A l’auberge du temps qui passe et autres lieux

Il est une auberge, sans enseigne, sans aucun mur, qui se trouve partout et nulle part :  l’auberge du temps qui passe, ce temps qui blanchit les tempes, qui ride les visages, qui efface les noms des mémoires. L’auberge de l’oubli, ouverte à tous, où le voyageur fatigué peut venir secouer la poussière de son âme. 
Je me souviens, je me souviens d’un enfant pour qui les limites de la  Terre s’arrêtaient  aux confins de son village, et qui a fini par découvrir un jour qu’il y avait autre chose au-delà.  Mais dans son esprit, dans ses yeux, demeureront toujours la couleur et les rumeurs des temps anciens. 

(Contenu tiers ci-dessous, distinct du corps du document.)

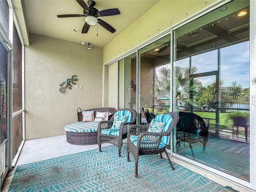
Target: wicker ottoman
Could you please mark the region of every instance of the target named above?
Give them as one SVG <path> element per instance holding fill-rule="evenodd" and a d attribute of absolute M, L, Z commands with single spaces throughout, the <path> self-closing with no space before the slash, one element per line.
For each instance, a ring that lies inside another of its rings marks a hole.
<path fill-rule="evenodd" d="M 98 122 L 77 122 L 65 127 L 67 142 L 72 145 L 97 144 Z"/>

Au commencement, il y avait le ciel, tantôt gris à la mauvaise saison,  tantôt d’un bleu céruléen lors des journées d’été. Le soleil qui flambait dans l’azur.  Les ors de l’automne, les chemins de poussière lors des chaleurs accablantes.  Il y avait le vent, s’engouffrant dans les cours, la pluie bienfaisante qui abreuvait les champs desséchés, ou la brise de juillet qui faisait onduler les épis dorés. Il y avait  les cris des moissonneurs, les aboiements des chiens qui surveillaient les troupeaux.

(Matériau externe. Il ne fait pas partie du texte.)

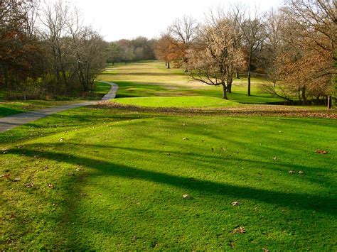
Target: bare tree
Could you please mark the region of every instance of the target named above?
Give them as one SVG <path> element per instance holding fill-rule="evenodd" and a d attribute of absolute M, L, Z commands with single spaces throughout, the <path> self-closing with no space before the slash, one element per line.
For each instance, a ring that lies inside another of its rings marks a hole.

Et puis, le soir, quand  les travaux des champs avaient cessé, les hommes se pressaient sur la petite place, là où gargouillait une humble fontaine, sous un tilleul centenaire. Ils s’asseyaient sur de vieux bancs, et devisaient paisiblement. Les femmes leur servaient à boire, un vin qui avait été mis à fraîchir dans le bassin où s’écoulait l’eau limpide. Je me souviens de vos prénoms, de vos visages. Antoine, l’ancien combattant de la Grande Guerre, son épouse Amélie, leur fille Marcelle, son époux, Louis. Des voisins, aussi : un deuxième Louis, monsieur André, et Pierre, des retraités qui venaient compléter leurs humbles pensions en donnant un peu de leur temps contre une modeste rétribution.  Et puis mes bisaïeux, qui venaient donner un coup de main. Je me souviens de tout, de tous. 

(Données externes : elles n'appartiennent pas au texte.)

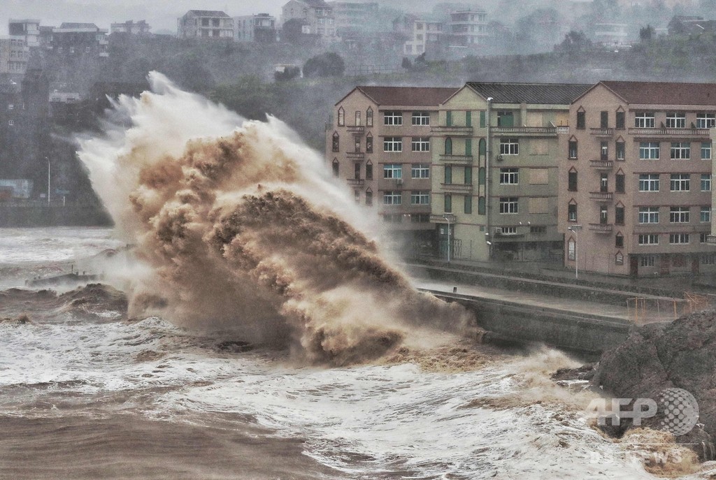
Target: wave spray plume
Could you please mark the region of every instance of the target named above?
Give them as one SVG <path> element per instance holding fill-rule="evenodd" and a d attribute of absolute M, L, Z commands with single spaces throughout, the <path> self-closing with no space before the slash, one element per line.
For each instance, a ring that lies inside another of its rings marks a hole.
<path fill-rule="evenodd" d="M 247 121 L 158 73 L 150 82 L 79 151 L 146 267 L 127 292 L 131 315 L 221 325 L 334 365 L 378 357 L 423 327 L 469 323 L 386 262 L 362 232 L 374 214 L 284 124 Z"/>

Après, on tirait une table, quelques bancs, et on dînait dehors.  La fraîcheur du soir nous enveloppait. On restait là jusqu’à ce que les étoiles s’allument dans le ciel. Paisibles soirées d’été. Loin des rumeurs des métropoles, une vie bucolique, humble, laborieuse, que j’aurais souhaité voir perdurer à jamais.
Mais, hélas, nous avons été dispersés comme des pétales de fleurs sous le vent de l’Histoire. Nous avons suivi un chemin qui n’était plus celui de nos aïeux . Nous sommes partis vers d’autres cieux.  Les anciens sont restés. Jusqu’à la fin. Jusqu’à leur fin. Ils ne sont plus aujourd’hui. Il n’y a peut-être que moi pour me souvenir.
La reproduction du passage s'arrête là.